AHMF - Autonomous habitat mapping in fjords

Access/Technology provider: Norwegian University of Science and Technology – NTNU, NTNU-SF30K and NTNU-SMALL_AUV installations

End User: University of Southampton, UK

Dates: April 2021 – November 2021

Goal: This project focuses on an adaptive habitat mapping in a fjord using heterogenous robotic platforms.

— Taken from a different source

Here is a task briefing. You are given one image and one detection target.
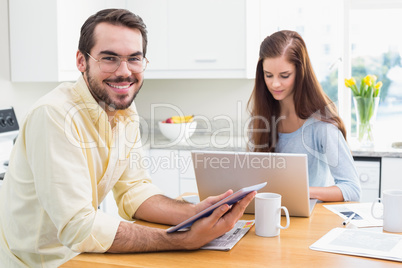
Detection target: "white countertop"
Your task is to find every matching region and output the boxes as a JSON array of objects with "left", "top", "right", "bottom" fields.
[{"left": 143, "top": 133, "right": 402, "bottom": 158}]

These TNAs envisioned use of NTNU LAUV and ROV to collect structured surveys at scales matched to their capabilities, while a group of novel bottom imaging floats would complement the observations with drifting transects. The data gathered will be useful to characterize the distribution of cold-water corals in the area and will help establish reference sites for future monitoring.
This project marked the first field trials of the University of Southampton Ocean Perception Laboratory’s Driftcam. Although Driftcam did not complete a full mission successfully during this TNA, the experiences lead to refinements of the Driftcam hardware and software. These improvements have led to successful deployment as parts of other projects. Several transects were performed with SF30K ROV at Tautra site known for abundance of corals and strong currents. During the access ROV collected stereo camera imagery used in postprocessing to map cold-water corals habitats. Missions were performed at low altitudes in order to provide better quality of stereo images while periodically very strong current in the area made the operation very challenging. Tautra ridge is an area with a very steep terrain, pinnacles and strong currents that proved to be very challenging for the AUV mission that follows the seabed at low altitudes. Performing the missions during the low current period, large-scale visual imagery and sidescan data from the fixed altitude of 3-5 meters depending on visibility and terrain for deep coral habitat mapping were collected.